Some people want to keep their estate plan as simple as possible and only draft a will. Even those who protect themselves with a more comprehensive plan that includes a living will or powers of attorney may decide against adding a trust without much consideration.
A surprising number of people dismiss trusts as tools that are exclusively used by the incredibly wealthy. Those with significant assets can absolutely benefit from a trust. An estate plan with the trust integrated might avoid federal estate taxes, for example. However, there are many other benefits of estate planning trust that apply to the average person.
They can help you get state benefits
As you get older, you may find that you need to stay in a nursing home. If you need to qualify for Medicaid, there can be a delay because of your previous financial transactions.

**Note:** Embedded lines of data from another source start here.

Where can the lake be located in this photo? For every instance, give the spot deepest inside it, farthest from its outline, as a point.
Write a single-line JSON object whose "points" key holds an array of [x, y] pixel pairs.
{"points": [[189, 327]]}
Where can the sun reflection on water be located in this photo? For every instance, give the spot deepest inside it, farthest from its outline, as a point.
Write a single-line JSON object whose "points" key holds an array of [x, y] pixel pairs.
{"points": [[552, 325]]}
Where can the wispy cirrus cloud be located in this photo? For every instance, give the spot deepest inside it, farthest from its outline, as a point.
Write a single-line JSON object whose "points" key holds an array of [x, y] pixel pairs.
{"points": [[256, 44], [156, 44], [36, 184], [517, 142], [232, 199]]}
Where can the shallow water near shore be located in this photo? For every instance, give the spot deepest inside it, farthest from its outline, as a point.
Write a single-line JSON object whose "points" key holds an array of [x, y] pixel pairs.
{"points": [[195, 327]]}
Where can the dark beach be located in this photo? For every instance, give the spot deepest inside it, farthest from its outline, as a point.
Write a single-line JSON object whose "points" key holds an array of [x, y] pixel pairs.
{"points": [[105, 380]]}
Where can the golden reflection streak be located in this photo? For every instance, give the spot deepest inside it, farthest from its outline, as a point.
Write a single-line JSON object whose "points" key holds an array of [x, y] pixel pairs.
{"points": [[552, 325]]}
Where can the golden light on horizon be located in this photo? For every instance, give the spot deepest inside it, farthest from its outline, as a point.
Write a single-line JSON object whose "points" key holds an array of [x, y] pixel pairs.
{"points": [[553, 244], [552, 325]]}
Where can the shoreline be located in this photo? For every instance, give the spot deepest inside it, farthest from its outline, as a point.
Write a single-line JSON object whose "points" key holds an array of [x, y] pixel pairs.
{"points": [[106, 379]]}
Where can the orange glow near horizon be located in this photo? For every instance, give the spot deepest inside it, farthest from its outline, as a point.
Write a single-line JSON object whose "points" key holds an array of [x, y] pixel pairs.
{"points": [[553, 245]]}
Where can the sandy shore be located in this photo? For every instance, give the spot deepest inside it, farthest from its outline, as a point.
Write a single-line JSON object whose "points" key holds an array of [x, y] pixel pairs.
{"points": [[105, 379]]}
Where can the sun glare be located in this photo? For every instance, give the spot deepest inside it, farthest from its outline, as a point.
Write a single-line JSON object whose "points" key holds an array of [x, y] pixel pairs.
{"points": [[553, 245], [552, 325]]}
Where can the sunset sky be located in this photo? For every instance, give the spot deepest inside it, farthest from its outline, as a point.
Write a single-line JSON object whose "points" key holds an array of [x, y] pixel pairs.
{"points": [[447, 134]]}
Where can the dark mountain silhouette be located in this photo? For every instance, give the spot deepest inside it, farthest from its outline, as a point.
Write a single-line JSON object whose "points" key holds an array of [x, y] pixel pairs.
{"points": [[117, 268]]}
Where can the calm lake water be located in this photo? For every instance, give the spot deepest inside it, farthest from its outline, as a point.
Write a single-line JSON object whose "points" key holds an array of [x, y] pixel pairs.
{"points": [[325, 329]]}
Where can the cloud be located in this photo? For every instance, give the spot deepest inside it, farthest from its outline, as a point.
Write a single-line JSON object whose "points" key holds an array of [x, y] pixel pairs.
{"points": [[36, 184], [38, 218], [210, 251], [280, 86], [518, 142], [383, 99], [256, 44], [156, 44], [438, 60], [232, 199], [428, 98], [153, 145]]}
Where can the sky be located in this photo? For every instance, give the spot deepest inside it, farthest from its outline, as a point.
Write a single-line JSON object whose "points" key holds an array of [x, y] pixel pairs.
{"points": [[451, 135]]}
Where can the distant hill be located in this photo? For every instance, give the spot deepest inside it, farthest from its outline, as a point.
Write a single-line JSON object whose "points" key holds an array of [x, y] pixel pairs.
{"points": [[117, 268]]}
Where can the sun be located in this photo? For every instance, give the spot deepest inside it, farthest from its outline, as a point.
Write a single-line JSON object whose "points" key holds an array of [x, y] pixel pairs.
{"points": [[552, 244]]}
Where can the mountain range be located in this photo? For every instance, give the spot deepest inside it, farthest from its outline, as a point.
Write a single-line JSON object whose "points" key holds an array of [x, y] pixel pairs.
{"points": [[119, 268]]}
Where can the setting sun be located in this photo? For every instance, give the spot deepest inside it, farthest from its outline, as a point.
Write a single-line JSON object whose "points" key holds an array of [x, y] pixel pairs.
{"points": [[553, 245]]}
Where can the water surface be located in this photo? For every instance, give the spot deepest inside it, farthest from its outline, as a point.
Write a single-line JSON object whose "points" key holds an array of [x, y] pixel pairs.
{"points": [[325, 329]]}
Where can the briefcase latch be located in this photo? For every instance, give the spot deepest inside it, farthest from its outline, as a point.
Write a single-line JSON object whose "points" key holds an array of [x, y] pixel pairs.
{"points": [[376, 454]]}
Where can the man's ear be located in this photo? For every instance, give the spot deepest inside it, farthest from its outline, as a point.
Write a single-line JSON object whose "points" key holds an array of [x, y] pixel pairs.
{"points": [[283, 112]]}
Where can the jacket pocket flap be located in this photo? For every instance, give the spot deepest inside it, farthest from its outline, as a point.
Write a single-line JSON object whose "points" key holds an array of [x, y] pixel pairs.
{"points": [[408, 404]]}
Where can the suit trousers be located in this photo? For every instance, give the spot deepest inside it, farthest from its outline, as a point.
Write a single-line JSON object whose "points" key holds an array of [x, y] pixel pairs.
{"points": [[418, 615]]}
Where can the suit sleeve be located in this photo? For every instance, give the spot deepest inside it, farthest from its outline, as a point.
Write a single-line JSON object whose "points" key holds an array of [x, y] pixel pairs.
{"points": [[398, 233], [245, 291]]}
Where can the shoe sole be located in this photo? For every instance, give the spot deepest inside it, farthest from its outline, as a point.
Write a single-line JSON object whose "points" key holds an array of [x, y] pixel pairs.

Creating a trust years before you need benefits will make applying simpler.
They can protect your property from creditors
If you die with a lot of personal debt, your creditors could potentially make a claim against your estate. California laws require the repayment of debt before the representative of the estate can distribute your property to your loved ones. Putting assets in a trust means they won’t have to go through probate court and therefore won’t be subject to creditor claims.
They can give you long-term control over your legacy
You can leave thousands of dollars to your grandchild hoping they will use it to buy a house, only to have them go on a trip to Europe or a spending spree after you die. If you create a trust, you can leave instructions about what happens to your property and how people use their inheritance. You can even arrange for unused assets to pass to a charity or someone else when your beneficiaries die.
Understanding how a trust might benefit you and your loved ones could inspire you to add one to your estate plan.